Più avanti, il sole splende attraverso le vetrate colorate. Illumina i capelli rossi e la pelle pallida di un altro guardiano del museo, vestito con una pelliccia e stivali alti.
Seduto su una sedia di feltro, quest'ultimo impiegato del rione fa compagnia al dittatore, lì ritratto in un abito militare di fagiolini e adagiato sulla propria poltrona di legno.
Nella porta accanto, in una stanza molto più lugubre, Stalin appare solo, esposto in un covo di lutto, composto, tra gli altri, dalle sue maschere mortuarie, dipinti e sculture funebri.
Poco dopo l'attacco russo alla Georgia nell'estate del 2008, che ha causato diverse vittime a Gori, il ministro della Cultura ha annunciato che lo stesso museo che stavamo esplorando sarebbe stato convertito nel Museo dell'aggressione russa.
Alcuni anni dopo, sulla porta venne apposto uno striscione che proclamava: “Questo museo è un tipico esempio di propaganda sovietica. Cerca di legittimare il regime più sanguinario della storia”.
Negli ultimi giorni del 2012 il Comune di Gori ha boicottato qualsiasi cambio di nome. Un certo rispetto per il famigerato figlio della città sembra essere ancora sentito almeno dagli anziani.
La prolifica eredità di Stalin
Qualunque siano le colpe che porta, Stalin conserva il suo posto a Gori, anche in uno dei più grandi supermercati della città, dove la sua immagine sovietica spicca appena sopra la porta d'ingresso e su numerosi souvenir in vendita all'interno.
Durante i giorni trascorsi con lei in Georgia, la stessa Tamo finì per sfogarci sentimenti contrastanti nella sua famiglia sull'epoca sovietica, che fosse o meno quella di Stalin. “I miei genitori e le persone della loro età sentono la mancanza dell'URSS
E che ci crediate o no, molti di loro rispettano Stalin. Allora c'era sempre lavoro e tutto era comune. Non c'era niente per cui spenderlo. Quando arrivavano caramelle e caramelle Turchia era come Natale. Era così raro! Poi è arrivata l'indipendenza.

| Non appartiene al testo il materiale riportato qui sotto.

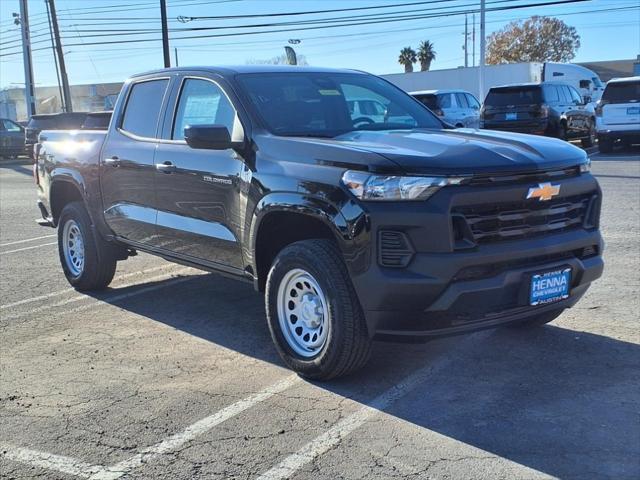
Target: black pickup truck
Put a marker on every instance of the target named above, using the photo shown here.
(400, 228)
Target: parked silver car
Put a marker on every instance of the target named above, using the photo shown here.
(457, 107)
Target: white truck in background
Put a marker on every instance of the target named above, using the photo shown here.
(584, 80)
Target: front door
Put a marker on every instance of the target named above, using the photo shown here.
(127, 167)
(199, 191)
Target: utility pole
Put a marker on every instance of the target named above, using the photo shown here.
(165, 34)
(466, 42)
(482, 48)
(29, 90)
(473, 40)
(66, 91)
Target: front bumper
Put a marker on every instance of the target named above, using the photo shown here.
(446, 290)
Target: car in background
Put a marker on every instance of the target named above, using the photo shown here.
(456, 107)
(96, 121)
(50, 121)
(549, 108)
(618, 113)
(11, 138)
(366, 111)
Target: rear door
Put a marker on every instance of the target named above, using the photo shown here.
(199, 197)
(621, 104)
(127, 167)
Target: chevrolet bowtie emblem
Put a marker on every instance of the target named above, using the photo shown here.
(544, 191)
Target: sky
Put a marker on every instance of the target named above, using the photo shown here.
(374, 47)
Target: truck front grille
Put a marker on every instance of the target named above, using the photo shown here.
(524, 219)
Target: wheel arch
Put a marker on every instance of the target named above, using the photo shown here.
(284, 218)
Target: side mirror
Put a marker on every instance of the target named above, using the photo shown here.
(210, 137)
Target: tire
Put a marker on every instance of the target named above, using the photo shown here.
(538, 320)
(605, 145)
(88, 262)
(591, 139)
(343, 344)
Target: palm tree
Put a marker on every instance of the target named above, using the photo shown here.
(407, 58)
(426, 55)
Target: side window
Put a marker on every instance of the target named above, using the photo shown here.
(202, 103)
(473, 103)
(143, 108)
(551, 94)
(9, 126)
(461, 100)
(575, 96)
(444, 101)
(565, 95)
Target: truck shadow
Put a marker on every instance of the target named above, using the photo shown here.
(559, 401)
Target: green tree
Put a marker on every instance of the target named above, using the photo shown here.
(537, 39)
(407, 58)
(426, 55)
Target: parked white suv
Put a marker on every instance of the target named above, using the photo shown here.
(618, 113)
(457, 107)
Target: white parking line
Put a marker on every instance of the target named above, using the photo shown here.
(28, 248)
(26, 240)
(332, 437)
(78, 468)
(50, 461)
(68, 290)
(102, 301)
(191, 432)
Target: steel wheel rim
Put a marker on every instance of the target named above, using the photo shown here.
(73, 247)
(303, 313)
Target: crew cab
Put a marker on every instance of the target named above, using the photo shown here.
(618, 113)
(352, 231)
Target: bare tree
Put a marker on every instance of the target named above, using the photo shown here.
(537, 39)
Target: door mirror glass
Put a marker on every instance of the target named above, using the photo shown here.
(211, 137)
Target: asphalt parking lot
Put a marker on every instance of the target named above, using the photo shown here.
(171, 374)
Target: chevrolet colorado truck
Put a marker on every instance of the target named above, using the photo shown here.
(398, 228)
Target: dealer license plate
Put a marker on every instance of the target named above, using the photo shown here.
(550, 287)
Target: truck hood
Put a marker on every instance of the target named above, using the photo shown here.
(460, 151)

La Georgia è precipitata nel caos più completo. I miei genitori non avevano lavoro. Non c'era luce o riscaldamento. Tuttavia il presidente è cambiato, abbiamo avuto il sostegno dell'Unione Europea e tutto è migliorato, fino a quando nel 2008, il Russia è venuto sulla scena ed è tornato a maledire le nostre vite. La Georgia è un piccolo Paese che tutti i vicini volevano controllare da molto tempo, in particolare i russi, ovviamente”.
Nonostante gli evidenti progressi del suo Paese, quello che ci racconta non ci sorprende. Per un breve momento, proviamo a confrontare la vecchia realtà rossa con quella che seguì, e ci rendiamo conto che stabilità e sufficienza generano più nostalgia di una libertà cruda e indifesa.
Senza che l'associazione fosse ovvia, a me – Marco C. Pereira – in particolare, mi è subito venuto in mente lo sfregio ideologico a cui mi sottopose il mio defunto nonno materno – che era un fiero comunista – quando avevo pochi 16 anni, durante una partita di calcio fallita URSS. - Portogallo.
I sovietici ci hanno battuto 5-0. Intorno al quarto gol bastava un megafono per riempirmi le orecchie: “Vedi? Impara che questo è ciò che è un vero paese”.